Award-winning kids' writer moves up an age group.

Christopher Paul Curtis reflects on kids in Flint in - Bucking the Sarge.
  • Christopher Paul Curtis reflects on kids in Flint in Bucking the Sarge.
THU 9/23

Like Michael Moore, author Christopher Paul Curtis's work is informed by his hometown of Flint, Michigan. "It's an American city that's emblematic of a lot of cities that are in similar situations," explains the Newbery Medal winner (for the 2000 coming-of-age tale Bud, Not Buddy). "Flint was a boomtown for many years. When things were good, they were very good. Now that they're not good, they're horrid."

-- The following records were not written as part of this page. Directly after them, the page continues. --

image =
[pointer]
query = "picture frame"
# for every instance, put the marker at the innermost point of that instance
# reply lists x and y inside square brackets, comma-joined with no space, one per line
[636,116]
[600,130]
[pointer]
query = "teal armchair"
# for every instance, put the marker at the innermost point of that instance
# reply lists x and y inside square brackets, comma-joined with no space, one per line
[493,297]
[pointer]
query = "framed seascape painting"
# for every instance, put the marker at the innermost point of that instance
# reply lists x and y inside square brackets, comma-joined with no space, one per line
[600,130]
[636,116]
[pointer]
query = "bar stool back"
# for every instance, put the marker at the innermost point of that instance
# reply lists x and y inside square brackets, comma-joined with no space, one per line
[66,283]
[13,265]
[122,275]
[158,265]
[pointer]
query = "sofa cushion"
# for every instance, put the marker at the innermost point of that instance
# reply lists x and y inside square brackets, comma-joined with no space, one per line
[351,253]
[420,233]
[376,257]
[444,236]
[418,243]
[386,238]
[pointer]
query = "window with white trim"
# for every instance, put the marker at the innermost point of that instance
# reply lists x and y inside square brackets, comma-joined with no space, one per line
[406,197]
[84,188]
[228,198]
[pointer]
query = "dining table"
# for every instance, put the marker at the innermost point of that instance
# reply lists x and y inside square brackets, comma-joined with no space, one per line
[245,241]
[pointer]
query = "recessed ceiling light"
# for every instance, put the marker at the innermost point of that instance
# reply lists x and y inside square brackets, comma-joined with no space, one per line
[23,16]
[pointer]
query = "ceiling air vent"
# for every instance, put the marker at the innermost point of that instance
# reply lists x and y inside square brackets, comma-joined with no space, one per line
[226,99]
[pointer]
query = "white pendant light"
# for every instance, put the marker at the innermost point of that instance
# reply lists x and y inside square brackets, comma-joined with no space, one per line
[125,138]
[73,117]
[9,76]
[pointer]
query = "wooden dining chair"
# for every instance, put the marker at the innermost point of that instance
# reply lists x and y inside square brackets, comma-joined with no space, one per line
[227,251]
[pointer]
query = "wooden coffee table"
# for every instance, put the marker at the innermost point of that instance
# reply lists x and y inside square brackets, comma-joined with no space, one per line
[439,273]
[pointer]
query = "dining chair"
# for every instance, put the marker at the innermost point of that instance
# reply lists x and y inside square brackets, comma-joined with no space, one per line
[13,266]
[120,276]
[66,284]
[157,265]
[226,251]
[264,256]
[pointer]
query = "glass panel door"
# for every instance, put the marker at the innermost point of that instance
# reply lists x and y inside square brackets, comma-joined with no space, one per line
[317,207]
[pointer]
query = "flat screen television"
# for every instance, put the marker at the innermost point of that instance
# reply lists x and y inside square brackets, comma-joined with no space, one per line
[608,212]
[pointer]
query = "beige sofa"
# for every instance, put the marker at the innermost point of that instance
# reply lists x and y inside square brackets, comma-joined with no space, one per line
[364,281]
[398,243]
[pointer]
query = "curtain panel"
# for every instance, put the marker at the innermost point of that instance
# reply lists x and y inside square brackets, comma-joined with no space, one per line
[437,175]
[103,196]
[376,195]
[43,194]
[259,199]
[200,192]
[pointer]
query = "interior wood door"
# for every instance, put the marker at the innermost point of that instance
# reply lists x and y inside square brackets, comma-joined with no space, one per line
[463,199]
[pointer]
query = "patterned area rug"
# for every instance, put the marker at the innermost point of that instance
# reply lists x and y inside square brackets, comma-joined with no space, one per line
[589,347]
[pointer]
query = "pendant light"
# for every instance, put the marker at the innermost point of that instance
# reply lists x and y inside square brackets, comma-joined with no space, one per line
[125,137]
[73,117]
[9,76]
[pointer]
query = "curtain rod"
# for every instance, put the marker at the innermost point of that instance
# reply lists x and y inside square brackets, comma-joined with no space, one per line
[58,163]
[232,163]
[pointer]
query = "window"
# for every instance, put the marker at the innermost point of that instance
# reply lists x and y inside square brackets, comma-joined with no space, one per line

Curtis's latest book, Bucking the Sarge, is about a 15-year-old kid looking to make a break from his dead-end town. It's Curtis's initial foray into young-adult territory (his previous books were for pre-teens) and the first time he's set a story in the present. "I wanted to try something different," he admits. "There's more freedom. But there's a fear when you try something new."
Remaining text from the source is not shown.